Comment by mNovak
8 days ago
I'm excited for the big jump in ARC-AGI scores from recent models, but no one should think for a second this is some leap in "general intelligence".
I joke to myself that the G in ARC-AGI is "graphical". I think what's held back models on ARC-AGI is their terrible spatial reasoning, and I'm guessing that's what the recent models have cracked.
Looking forward to ARC-AGI 3, which focuses on trial and error and exploring a set of constraints via games.
Agreed. I love the elegance of ARC, but it always felt like a gotcha to give spatial reasoning challenges to token generators- and the fact that the token generators are somehow beating it anyway really says something.
The average ARC AGI 2 score for a single human is around 60%.
"100% of tasks have been solved by at least 2 humans (many by more) in under 2 attempts. The average test-taker score was 60%."
https://arcprize.org/arc-agi/2/
Worth keeping in mind that in this case the test takers were random members of the general public. The score of e.g. people with bachelor's degrees in science and engineering would be significantly higher.
Random members of the public = average human beings. I thought those were already classified as General Intelligences.
1 reply →
What is the point of comparing performance of these tools to humans? Machines have been able to accomplish specific tasks better than humans since the industrial revolution. Yet we don't ascribe intelligence to a calculator.

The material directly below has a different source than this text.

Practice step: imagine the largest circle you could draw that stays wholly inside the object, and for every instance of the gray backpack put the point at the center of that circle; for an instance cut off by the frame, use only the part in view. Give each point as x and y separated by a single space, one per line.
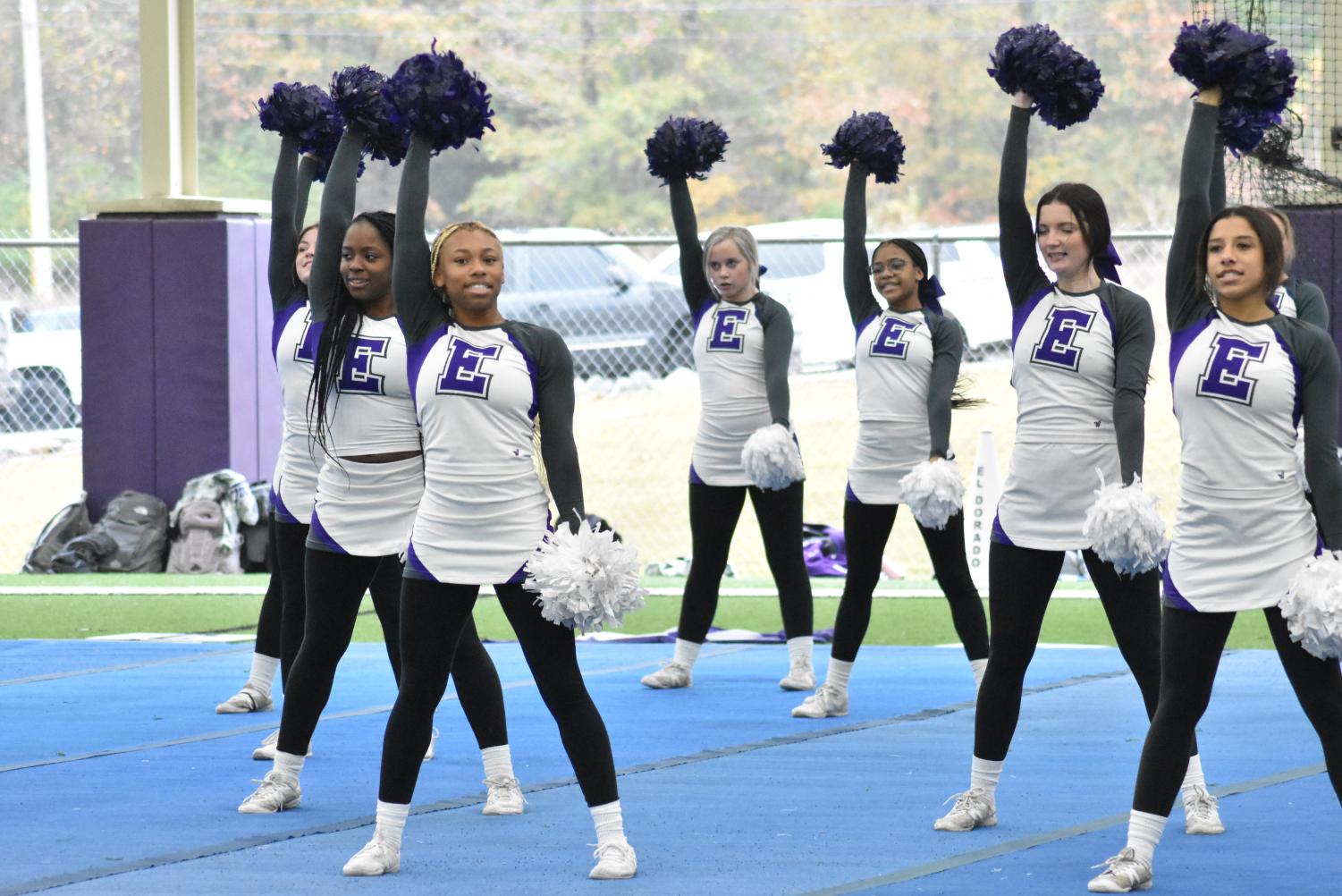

None of these benchmarks prove these tools are intelligent, let alone generally intelligent. The hubris and grift are exhausting.
What's the point of denying or downplaying that we are seeing amazing and accelerating advancements in areas that many of us thought were impossible?
3 replies →
The hubris and grift are exhausting.
And moving the goalposts every few months isn't? What evidence of intelligence would satisfy you?
Personally, my biggest unsatisfied requirement is continual-learning capability, but it's clear we aren't too far from seeing that happen.
4 replies →
> Machines have been able to accomplish specific tasks...
Indeed, and the specific task machines are accomplishing now is intelligence. Not yet "better than human" (and certainly not better than every human) but getting closer.
3 replies →
Wouldn't you deal with spatial reasoning by giving it access to a tool that structures the space in a way it can understand or just is a sub-model that can do spatial reasoning? These "general" models would serve as the frontal cortex while other models do specialized work. What is missing?
That's a bit like saying just give blind people cameras so they can see.
I mean, no not really. These models can see, you're giving them eyes to connect to that part of their brain.
They should train more on sports commentary, perhaps that could give spatial reasoning a boost.